3. I went one step further, I actually got an architect to prepare some drawings, got a builder to come and give me a quote, done extensive research on-line to identify a nice pergola design, got the applicable materials and construction standards, etc, the “whole nine-yards”, and went back to the ExCo and presented all these => I got the approval to proceed to Council Approval! Out of 5 in the Committee, we were 3 at that meeting: the Chairman, a neighbour who is a former solicitor, and myself. From past discussions, it is clear that the former solicitor is quite envious that I have so much space and now I am looking to change that so I can actually use it, etc.
4. I write and send out the Minutes of that ExCo meetings, and here is what I got back as comments to the minutes, with the request to change the text of the Minutes according to her email:
– the lady who was a former solicitor: “We (nb, the ExCo) gave our support to the making of an application to Waverley Council for approval for a pergola for Unit XXX, tacit or otherwise…”; this was fine with me, I started to adjust the Minutes, when:
– 2 hours later, from the same, stating that she thought better about what she wrote in the first email, and this is actually what she wanted to say: “… accordingly gave our support to the concept of a development application to Waverley Council. At the time I reiterated that legal advice should be obtained as to whether the matter would also have to go to a general meeting of the Owners’ Corporation. On receipt of that advice, we should be able to progress the matter further.”
– another half an hour, and got a message from the Strata Manager stating that a bylaw is required; I answered back to that indicating that the Council Town Planner advised me that this, “being just a pergola”, requires only ExCo approval, and possibly an OK from my neighbour next door (sun-shading issues); he answered back stating that the Town Planner is wrong (!);
– half an hour later and the lady switched completely saying that “I accept the advice of today’s date of our Strata manager, “Joe Blog”; that a pergola requires a by-law.

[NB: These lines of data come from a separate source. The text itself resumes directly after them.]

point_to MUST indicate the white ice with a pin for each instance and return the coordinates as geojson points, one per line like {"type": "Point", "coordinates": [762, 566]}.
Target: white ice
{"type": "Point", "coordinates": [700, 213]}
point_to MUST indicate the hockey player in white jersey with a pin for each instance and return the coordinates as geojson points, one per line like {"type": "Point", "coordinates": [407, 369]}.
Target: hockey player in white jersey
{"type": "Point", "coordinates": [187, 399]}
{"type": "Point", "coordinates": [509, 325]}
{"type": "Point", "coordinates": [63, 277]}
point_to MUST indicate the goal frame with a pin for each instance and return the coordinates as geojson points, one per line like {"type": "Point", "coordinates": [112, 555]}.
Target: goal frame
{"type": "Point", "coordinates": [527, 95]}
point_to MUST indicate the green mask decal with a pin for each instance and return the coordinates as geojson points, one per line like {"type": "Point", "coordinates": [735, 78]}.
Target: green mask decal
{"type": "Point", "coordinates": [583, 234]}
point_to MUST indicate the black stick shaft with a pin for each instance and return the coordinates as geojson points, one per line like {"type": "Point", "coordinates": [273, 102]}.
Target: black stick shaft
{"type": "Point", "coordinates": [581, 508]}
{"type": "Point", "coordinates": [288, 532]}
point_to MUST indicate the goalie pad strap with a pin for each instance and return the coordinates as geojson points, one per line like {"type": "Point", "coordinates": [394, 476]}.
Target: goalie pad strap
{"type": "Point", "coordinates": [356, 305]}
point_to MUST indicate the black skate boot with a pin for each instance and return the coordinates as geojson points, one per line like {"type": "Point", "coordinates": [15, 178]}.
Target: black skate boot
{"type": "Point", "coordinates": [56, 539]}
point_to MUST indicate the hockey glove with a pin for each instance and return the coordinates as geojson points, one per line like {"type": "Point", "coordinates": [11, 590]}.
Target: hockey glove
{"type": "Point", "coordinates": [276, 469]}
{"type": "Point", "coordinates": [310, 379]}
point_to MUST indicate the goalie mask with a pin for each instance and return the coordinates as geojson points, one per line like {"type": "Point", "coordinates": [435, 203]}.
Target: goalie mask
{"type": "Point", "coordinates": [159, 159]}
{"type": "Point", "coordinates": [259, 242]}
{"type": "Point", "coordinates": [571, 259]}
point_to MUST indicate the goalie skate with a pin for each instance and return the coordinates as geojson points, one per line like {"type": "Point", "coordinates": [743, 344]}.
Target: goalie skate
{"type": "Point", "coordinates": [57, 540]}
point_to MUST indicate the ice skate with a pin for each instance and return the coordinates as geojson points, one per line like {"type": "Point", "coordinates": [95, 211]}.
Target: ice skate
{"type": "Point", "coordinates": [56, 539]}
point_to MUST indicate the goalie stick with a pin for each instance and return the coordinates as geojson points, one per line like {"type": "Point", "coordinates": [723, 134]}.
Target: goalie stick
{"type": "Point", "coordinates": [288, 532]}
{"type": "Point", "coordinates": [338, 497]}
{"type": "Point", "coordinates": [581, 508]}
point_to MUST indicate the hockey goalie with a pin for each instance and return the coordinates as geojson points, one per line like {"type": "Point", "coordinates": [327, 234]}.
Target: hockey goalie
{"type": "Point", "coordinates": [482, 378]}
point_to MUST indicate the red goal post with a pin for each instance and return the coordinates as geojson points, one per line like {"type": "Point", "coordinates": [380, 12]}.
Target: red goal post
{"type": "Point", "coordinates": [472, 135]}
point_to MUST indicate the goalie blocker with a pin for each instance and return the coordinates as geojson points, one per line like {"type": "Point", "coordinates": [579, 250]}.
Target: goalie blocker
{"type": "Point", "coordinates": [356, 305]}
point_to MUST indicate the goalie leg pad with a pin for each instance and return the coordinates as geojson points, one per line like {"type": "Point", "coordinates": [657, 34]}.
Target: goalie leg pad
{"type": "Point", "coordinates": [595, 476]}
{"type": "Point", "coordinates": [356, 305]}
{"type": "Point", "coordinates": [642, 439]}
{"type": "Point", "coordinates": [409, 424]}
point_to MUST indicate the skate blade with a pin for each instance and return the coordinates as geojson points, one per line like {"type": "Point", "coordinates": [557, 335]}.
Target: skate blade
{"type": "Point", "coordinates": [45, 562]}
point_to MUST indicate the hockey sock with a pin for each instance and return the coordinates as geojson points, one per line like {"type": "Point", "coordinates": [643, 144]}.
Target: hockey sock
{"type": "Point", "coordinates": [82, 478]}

Strata law applies to strata buildings; planning law is applied to and by councils. These are separate legal regimes.
If you wish to progress the matter further, I suggest it is appropriate that it be placed on an agenda for discussion at an Executive Committee meeting”.The Chairman is happy with the initial decision, and he continues to support my application.
Leaving aside the fact that this looks like a bad ping-pong game, and from an initial approval it changed into a rejection, I need to understand who is right and who is wrong.
Is a Bylaw required? in my application to the ExCo I already stated in writing that all the associated expenses, such as maintenance, repairs of any damage to the common property, insurance, etc will be entirely my responsibility, and I will use only builders / engineers with appropriate certifications and building insurance (at least $20Mil), they will work to minimise any disturbance to the building and neighbours, we will place all the materials straight from the street onto the verandah (with a crane), so as not to use the common areas for transporting construction materials, etc.
Lastly, I know that the legislation has changed in 2009 to reduce the burden for erecting structures such as a pergola, etc. But this being at a height of more than 1 m from the street level it does require Council approval.
So was the Town Planner right or the Strata Manager right?
Plus, how appropriate (or legal) it is to change a decision already made, in the way it was changed in my case?